0

First of all, These classes are mock data classes. I have list of phones and i have to create a new list that has phone types only. For that, I have two options, If anyone can explain which option is better than the other one with the proper reason.

Class Phone{
      int id;
      String type;
      Company company;
     //Assume all getters setters and constructor is there

 }
Class PhoneType{
      int id;
      String type;
     //Assume all getters setters and constructor is there
 }

and I have an list of Phone objects as below.

List<Phone> phones = new ArrayList<>();
phones.add(new Phone(1,"J7",samsung));
phones.add(new Phone(2,"J5",samsung));
phones.add(new Phone(3,"I5",apple));

I have to get a list of phone types from the list of phones. For that, I have two ways as below first way

List<PhoneType> phoneTypes;
phoneTypes = phones.parallelStream().
map(phone ->new PhoneType(phone.getId(),phone.getType())).
collect(Collectors.toList());

Second way

List<PhoneType> phoneTypes = new ArrayList<>();
phones.parallelStream().forEach(
phone -> phoneTypes.add(new PhoneType(phone.getId(), phone.getType())));

If you have any better way than above mentioned ways, refer them as well

  • In your first apprach you're using map perhaps not the way it is intended. while you can stuff all kind of side effects into it, for the side-effect thing you have forEach anyway. But see the answer below. – Curiosa Globunznik Oct 11 '19 at 05:44
  • Phone could have a PhoneType member rather than duplicating the same fields. – swpalmer Oct 11 '19 at 18:18
  • @swpalmer that was mock data –  Oct 12 '19 at 06:02

1 Answers1

0

I'd say, this is the canonical approach. No separate needs to be created, further operations like filter can be added. Still that's a matter of taste, I guess.
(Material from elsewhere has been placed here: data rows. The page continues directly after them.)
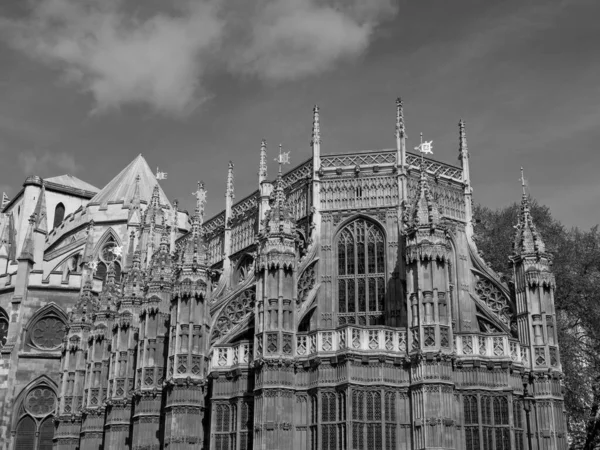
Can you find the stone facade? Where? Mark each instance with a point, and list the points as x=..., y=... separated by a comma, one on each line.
x=342, y=306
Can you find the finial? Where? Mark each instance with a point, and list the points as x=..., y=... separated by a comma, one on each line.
x=463, y=139
x=200, y=195
x=229, y=190
x=262, y=166
x=316, y=138
x=400, y=130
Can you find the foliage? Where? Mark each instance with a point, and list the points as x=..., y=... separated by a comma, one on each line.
x=577, y=270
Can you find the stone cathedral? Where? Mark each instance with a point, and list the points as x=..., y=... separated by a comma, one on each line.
x=343, y=305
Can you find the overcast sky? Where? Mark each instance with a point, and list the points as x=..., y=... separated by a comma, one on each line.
x=86, y=85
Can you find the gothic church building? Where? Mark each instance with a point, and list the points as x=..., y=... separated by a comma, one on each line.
x=343, y=305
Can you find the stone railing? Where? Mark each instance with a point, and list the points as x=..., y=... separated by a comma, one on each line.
x=469, y=345
x=225, y=357
x=351, y=338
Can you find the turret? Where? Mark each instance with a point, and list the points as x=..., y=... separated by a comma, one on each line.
x=229, y=196
x=98, y=364
x=189, y=339
x=73, y=368
x=275, y=321
x=264, y=187
x=534, y=286
x=401, y=150
x=463, y=157
x=427, y=259
x=125, y=328
x=152, y=346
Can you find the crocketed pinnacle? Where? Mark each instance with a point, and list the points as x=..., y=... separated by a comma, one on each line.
x=262, y=166
x=230, y=189
x=316, y=137
x=400, y=129
x=527, y=239
x=426, y=211
x=462, y=148
x=29, y=244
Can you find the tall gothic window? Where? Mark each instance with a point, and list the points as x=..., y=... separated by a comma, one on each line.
x=225, y=426
x=471, y=415
x=494, y=423
x=367, y=420
x=59, y=215
x=35, y=429
x=333, y=417
x=361, y=273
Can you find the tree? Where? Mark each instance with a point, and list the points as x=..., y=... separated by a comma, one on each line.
x=577, y=300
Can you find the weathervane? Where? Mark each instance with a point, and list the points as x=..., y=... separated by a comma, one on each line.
x=160, y=175
x=283, y=158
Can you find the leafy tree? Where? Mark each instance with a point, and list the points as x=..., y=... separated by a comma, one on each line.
x=577, y=300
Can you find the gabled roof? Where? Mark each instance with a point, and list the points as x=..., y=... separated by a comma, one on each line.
x=122, y=187
x=73, y=182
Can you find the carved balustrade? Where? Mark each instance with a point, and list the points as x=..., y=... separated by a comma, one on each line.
x=381, y=339
x=226, y=357
x=473, y=345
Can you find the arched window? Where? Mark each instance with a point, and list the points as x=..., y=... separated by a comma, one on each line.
x=59, y=215
x=35, y=429
x=46, y=332
x=25, y=438
x=3, y=327
x=361, y=273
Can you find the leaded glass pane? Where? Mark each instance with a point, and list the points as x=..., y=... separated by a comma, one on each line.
x=372, y=295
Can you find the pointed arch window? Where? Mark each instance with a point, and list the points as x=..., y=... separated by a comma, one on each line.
x=59, y=215
x=3, y=327
x=361, y=273
x=35, y=428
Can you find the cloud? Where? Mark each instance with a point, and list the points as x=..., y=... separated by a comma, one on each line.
x=290, y=39
x=161, y=59
x=48, y=163
x=117, y=57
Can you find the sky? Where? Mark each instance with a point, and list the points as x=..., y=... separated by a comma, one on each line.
x=87, y=85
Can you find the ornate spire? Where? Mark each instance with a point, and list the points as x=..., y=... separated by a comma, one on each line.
x=200, y=195
x=230, y=189
x=463, y=151
x=400, y=130
x=528, y=241
x=40, y=212
x=29, y=243
x=279, y=193
x=316, y=137
x=262, y=166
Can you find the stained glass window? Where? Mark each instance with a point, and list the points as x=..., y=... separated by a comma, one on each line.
x=367, y=427
x=25, y=438
x=361, y=269
x=48, y=332
x=3, y=330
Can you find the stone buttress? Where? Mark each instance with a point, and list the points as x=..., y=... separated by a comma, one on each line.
x=152, y=348
x=187, y=365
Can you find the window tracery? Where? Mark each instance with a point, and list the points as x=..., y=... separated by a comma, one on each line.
x=494, y=422
x=47, y=332
x=235, y=312
x=3, y=327
x=361, y=273
x=35, y=428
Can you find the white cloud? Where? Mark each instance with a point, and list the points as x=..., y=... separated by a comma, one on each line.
x=117, y=57
x=48, y=164
x=161, y=59
x=290, y=39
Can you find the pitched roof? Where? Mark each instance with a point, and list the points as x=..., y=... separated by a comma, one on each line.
x=122, y=187
x=71, y=181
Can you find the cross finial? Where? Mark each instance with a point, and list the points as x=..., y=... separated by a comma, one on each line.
x=400, y=131
x=316, y=138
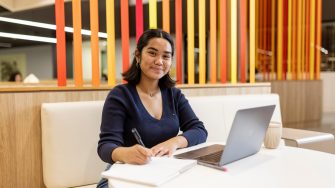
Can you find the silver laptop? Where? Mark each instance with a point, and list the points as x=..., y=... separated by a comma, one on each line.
x=245, y=139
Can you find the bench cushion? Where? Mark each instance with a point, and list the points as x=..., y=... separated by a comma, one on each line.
x=70, y=134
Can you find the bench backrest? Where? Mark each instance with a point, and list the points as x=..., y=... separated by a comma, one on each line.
x=70, y=133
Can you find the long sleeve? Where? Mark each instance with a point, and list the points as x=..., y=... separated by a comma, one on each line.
x=193, y=129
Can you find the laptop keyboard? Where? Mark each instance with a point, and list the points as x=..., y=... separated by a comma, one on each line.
x=213, y=157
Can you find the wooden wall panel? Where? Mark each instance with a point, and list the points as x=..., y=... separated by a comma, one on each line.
x=300, y=101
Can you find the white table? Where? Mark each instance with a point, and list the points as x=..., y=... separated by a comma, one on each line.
x=285, y=167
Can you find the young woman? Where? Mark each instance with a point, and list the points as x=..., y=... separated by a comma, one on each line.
x=150, y=103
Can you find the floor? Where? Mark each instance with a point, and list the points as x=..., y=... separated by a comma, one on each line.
x=327, y=124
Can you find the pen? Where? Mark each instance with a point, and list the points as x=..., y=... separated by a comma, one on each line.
x=137, y=136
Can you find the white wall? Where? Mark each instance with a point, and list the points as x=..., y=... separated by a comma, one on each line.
x=38, y=60
x=328, y=81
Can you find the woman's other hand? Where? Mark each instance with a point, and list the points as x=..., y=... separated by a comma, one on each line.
x=136, y=154
x=169, y=147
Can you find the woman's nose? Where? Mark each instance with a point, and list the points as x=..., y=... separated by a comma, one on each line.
x=159, y=60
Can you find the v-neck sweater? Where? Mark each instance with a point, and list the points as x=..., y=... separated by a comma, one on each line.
x=124, y=110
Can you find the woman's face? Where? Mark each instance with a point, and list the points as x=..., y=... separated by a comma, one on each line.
x=155, y=58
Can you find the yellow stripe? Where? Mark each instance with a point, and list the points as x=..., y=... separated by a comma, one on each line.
x=312, y=39
x=273, y=32
x=303, y=41
x=110, y=21
x=202, y=42
x=289, y=42
x=252, y=40
x=190, y=39
x=153, y=14
x=299, y=36
x=318, y=39
x=233, y=44
x=280, y=41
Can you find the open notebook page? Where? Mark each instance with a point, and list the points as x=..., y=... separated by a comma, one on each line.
x=156, y=172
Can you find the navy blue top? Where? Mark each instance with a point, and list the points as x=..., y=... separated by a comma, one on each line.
x=123, y=110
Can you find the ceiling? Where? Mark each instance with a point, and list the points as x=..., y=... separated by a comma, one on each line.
x=46, y=15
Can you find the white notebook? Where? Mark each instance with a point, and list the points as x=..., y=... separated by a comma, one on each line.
x=158, y=171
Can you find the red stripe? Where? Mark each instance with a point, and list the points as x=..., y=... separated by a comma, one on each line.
x=61, y=45
x=125, y=35
x=223, y=40
x=179, y=40
x=243, y=37
x=139, y=19
x=285, y=37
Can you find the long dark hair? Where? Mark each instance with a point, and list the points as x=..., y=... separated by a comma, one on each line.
x=133, y=74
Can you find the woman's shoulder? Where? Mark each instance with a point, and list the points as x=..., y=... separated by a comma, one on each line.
x=121, y=90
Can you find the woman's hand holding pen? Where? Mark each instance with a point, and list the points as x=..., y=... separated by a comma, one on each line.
x=169, y=147
x=136, y=154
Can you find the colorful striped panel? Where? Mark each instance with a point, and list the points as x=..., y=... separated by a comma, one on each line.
x=153, y=14
x=223, y=40
x=252, y=33
x=202, y=42
x=213, y=42
x=125, y=35
x=77, y=43
x=110, y=22
x=312, y=40
x=179, y=41
x=233, y=44
x=318, y=38
x=94, y=20
x=166, y=15
x=139, y=18
x=190, y=41
x=243, y=39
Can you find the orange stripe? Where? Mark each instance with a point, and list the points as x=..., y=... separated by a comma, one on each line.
x=243, y=39
x=166, y=15
x=95, y=42
x=307, y=46
x=213, y=41
x=77, y=43
x=223, y=40
x=179, y=40
x=294, y=40
x=61, y=45
x=125, y=35
x=318, y=38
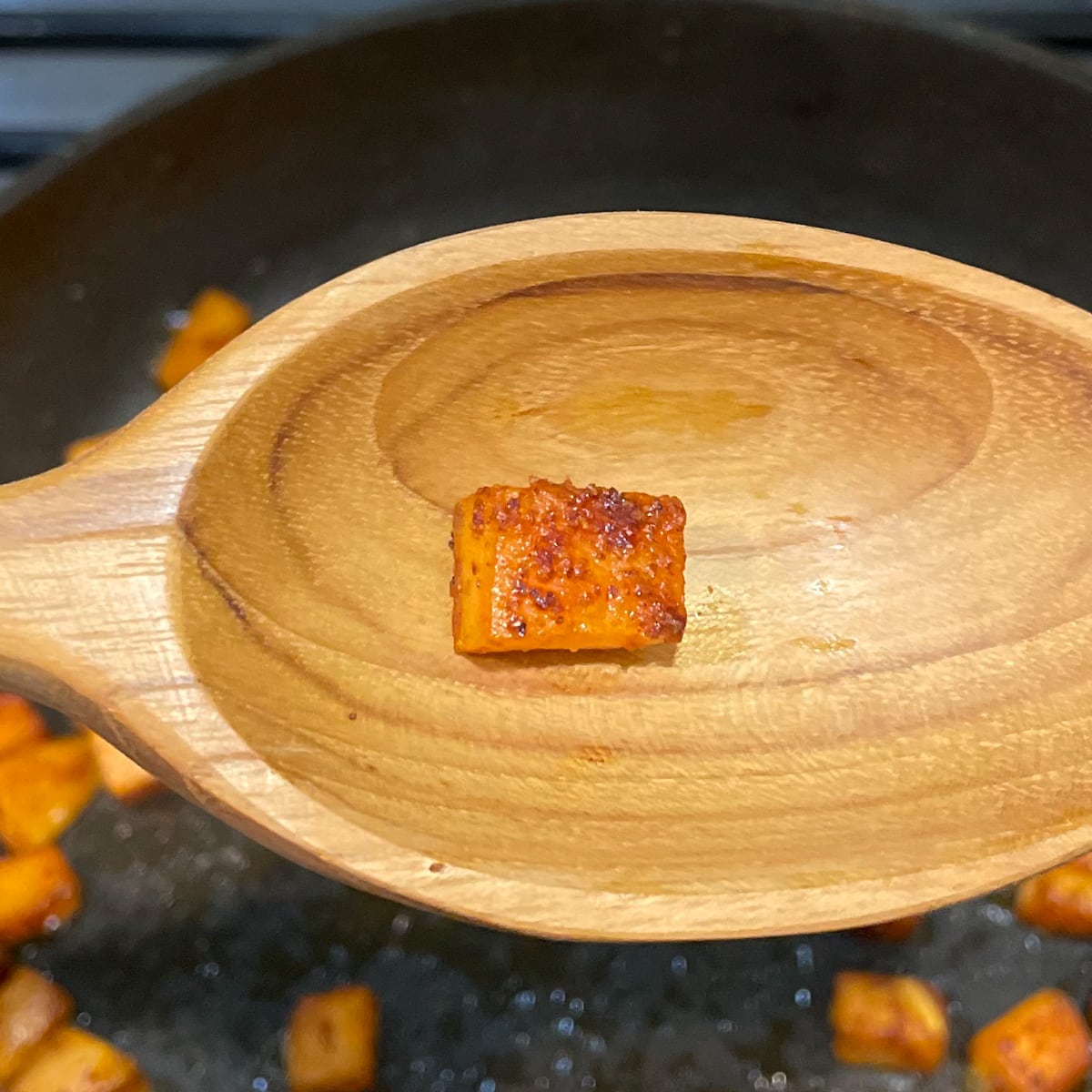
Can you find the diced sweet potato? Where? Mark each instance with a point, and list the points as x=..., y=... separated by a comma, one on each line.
x=1059, y=900
x=898, y=928
x=556, y=567
x=20, y=723
x=885, y=1020
x=35, y=888
x=1041, y=1046
x=331, y=1042
x=214, y=319
x=43, y=787
x=129, y=782
x=75, y=1060
x=82, y=446
x=31, y=1007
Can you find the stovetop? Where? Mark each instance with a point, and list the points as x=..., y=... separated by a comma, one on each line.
x=69, y=66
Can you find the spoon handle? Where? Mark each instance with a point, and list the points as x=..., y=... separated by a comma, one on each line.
x=85, y=626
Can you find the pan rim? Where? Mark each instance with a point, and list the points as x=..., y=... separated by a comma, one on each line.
x=984, y=42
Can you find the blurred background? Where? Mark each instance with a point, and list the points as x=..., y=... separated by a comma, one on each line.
x=68, y=66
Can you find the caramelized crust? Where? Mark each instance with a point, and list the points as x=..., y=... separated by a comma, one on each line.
x=551, y=566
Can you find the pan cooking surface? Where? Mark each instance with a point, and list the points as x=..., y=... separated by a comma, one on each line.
x=194, y=943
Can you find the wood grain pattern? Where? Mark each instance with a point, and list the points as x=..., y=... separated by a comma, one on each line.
x=884, y=698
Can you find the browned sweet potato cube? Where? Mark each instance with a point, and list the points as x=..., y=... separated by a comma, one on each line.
x=20, y=723
x=331, y=1042
x=555, y=567
x=75, y=1060
x=31, y=1007
x=1059, y=900
x=43, y=787
x=129, y=782
x=888, y=1020
x=35, y=888
x=214, y=319
x=898, y=928
x=1041, y=1046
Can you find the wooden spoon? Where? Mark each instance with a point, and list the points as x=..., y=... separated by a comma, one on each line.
x=883, y=702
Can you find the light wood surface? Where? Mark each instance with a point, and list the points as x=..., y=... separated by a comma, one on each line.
x=884, y=698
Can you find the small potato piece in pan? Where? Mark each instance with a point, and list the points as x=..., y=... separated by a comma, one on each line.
x=216, y=317
x=43, y=789
x=1041, y=1046
x=31, y=1007
x=551, y=566
x=121, y=776
x=331, y=1042
x=1058, y=900
x=75, y=1060
x=20, y=723
x=36, y=890
x=888, y=1020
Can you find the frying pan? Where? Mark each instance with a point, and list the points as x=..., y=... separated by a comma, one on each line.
x=304, y=162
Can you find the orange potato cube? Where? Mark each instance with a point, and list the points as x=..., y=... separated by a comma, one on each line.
x=75, y=1060
x=1059, y=900
x=331, y=1042
x=31, y=1007
x=898, y=928
x=1041, y=1046
x=20, y=723
x=214, y=319
x=125, y=779
x=888, y=1020
x=43, y=789
x=556, y=567
x=34, y=888
x=82, y=446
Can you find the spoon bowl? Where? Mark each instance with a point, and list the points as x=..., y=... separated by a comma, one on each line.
x=884, y=697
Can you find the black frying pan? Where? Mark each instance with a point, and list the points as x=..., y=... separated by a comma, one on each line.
x=309, y=161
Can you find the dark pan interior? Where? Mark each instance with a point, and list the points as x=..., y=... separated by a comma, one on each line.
x=194, y=942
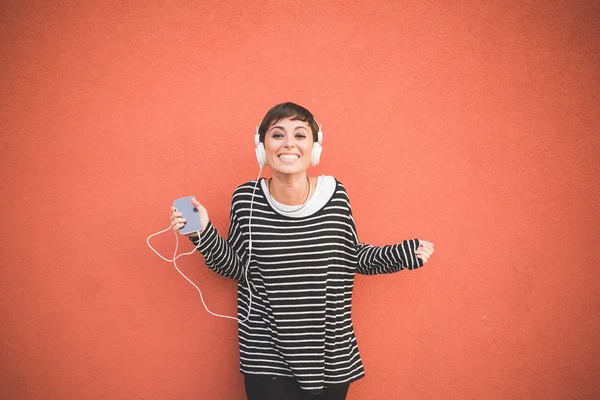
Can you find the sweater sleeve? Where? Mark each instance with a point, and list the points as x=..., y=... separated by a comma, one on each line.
x=219, y=254
x=374, y=260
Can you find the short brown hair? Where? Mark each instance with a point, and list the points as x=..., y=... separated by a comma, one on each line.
x=287, y=110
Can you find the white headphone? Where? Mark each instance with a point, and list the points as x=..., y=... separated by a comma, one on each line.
x=315, y=157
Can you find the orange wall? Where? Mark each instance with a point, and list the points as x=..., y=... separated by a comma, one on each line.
x=473, y=126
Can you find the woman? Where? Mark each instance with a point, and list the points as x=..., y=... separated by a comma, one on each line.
x=296, y=237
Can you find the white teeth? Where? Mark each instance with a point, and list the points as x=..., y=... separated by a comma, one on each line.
x=288, y=157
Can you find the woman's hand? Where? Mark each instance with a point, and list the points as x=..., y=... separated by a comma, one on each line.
x=177, y=220
x=424, y=251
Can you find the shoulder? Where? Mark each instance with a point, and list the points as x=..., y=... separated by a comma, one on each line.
x=246, y=192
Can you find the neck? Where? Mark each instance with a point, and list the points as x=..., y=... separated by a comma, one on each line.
x=290, y=190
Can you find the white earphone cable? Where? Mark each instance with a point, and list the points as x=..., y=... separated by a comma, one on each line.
x=175, y=257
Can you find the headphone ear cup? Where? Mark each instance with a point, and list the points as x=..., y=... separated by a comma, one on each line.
x=261, y=155
x=315, y=156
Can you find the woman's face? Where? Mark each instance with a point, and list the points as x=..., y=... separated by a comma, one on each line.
x=288, y=146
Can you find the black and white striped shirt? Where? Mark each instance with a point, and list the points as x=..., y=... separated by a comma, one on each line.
x=301, y=273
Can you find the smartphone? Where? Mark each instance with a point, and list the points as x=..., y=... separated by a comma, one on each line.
x=190, y=213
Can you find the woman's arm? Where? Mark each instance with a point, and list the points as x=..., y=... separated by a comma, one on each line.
x=219, y=254
x=373, y=260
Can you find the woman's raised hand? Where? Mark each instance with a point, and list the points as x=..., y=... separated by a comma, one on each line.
x=424, y=251
x=177, y=220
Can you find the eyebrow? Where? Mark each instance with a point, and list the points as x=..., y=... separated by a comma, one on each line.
x=281, y=127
List<PhoneType> phoneTypes = phones.stream()
  .map(p -> new PhoneType(p.getId(), p.getType())))
  .collect(Collectors.toList());

There's a number of possibilities listed below with empirical test results gathered on an 8 core/8Gb machine, 4Gb JVM heap size. If there's a certain takeaway from that, it's, that differences don't range in orders of magnitude, with collection.foreach perhaps coming out somehow ahead of everything else. Find another similar discussion here, measuring further variations including iterators and arriving at similar conclusions.

As for the different approaches: stream.forEach() doesn't preserve the order of the input, everything else does, here's a detailed discussion of stream vs collections.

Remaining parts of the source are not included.